The PR branch HEAD was 25e674e at the time of this review club meeting.
Notes
The Bitcoin network uses addr messages to communicate addresses (the
locations of nodes). To read more about the P2P message, you can see these
docs.
Sometimes, we send our own address to our peers so it can be
propagated to new nodes on the network. It can be hard to get new peers if
nobody knows about you :)
Keep in mind that connections are asymmetric. We distinguish between inbound
and outbound peers based on who initiated the connection. Think about what
that entails for address discovery. If Node A initiates a connection to Node
B, do they both necessarily know each others addresses?
There are two code paths for checking & potentially relaying our address:
When we are
processing
the version message from a new connection,
When we are starting the
SendMessages
loop for a peer.
Prior to this PR, these two code paths had similar but slightly different
logic for advertising their addresses. This PR unifies the logical flows,
which also entails some slight behavioral changes. Reviewing this PR requires
understanding those differences to ensure they are safe. In some cases, we
might have multiple addresses we can use to refer to ourselves. We’ll dig
into why that is during review club!
Questions
Why do we advertise our own address? Is this necessary? When?
How often do we advertise our address? Why is this on a Poisson timer? Does
this frequency make sense?
Why might we have multiple addresses for ourselves? Where do they come from?
What are the behavioral changes in this PR?
When you PushAddress, will this necessarily send an addr P2P message?
When you relay an addr out to a peer, what does the receiving peer do with
the message?

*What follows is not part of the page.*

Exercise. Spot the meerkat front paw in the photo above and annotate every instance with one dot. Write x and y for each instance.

What would you anticipate occurring on the network as a whole?
<amiti> propagating node addresses is crucial for nodes find one another to open connections. I find this a really interesting area of the p2p network, and one that I’m just starting to learn about. So just want to be clear that I’m not an expert & I might not have all the answers, but I’ve been digging in and I’m excited to have this sesh to learn together!
<amiti> yeah, I believe `fListen` indicates if the node should accept connections from the outside, and is checked when we are deciding whether to attempt self advertisement
<dhruvm> Murch: yes. with -connect, without -listen, there's no point to growing addrman for ourselves but we still make getaddr calls to the -connect peer
<lightlike> I don't understand completely why this way of advertising was chosen, considering that our peer knows our address already - wouldn't it work as well if a given node regularly sends the address of some of its peers to other peers?

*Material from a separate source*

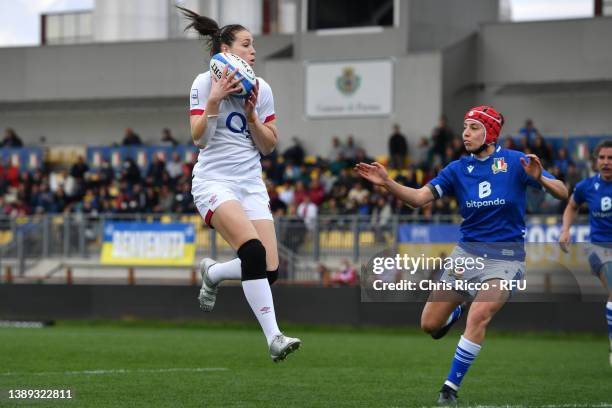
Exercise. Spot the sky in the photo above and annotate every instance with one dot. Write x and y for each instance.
(19, 19)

<robot-dreams> Related to lightlike's question: do we include our own address in the `version` message when initiating an outbound connection? Alternatively, is that address available to the receiver due to some lower-level network details (e.g. in the TCP header, which I don't know the details of)?
<@jnewbery> dhruvm: that 23% is specifically for getaddr responses. The other way of sharing addresses is through gossiping them periodically, which isn't affected by the 23% constant
<amiti> ok, so there's two concepts being discussed here: 1. do outbound connections know our address? 2. what is the difference between GETADDR and other ADDR relay?
<amiti> lets start with #2, because its essentially been answered. can someone summarize the difference between these two methods for sharing addresses?
<dhruvm> @jnewbery: sipa: Does that mean addr relay is unaffected by the 23% constraint? But getaddr is. If so, out node must initiate the addr, else there's a small chance it's never talked about.
<amiti> sipa: wait, what? so you're saying the version message has fields for "my address" and "your address", but the first is a dummy, so really we're just sending over "your address"?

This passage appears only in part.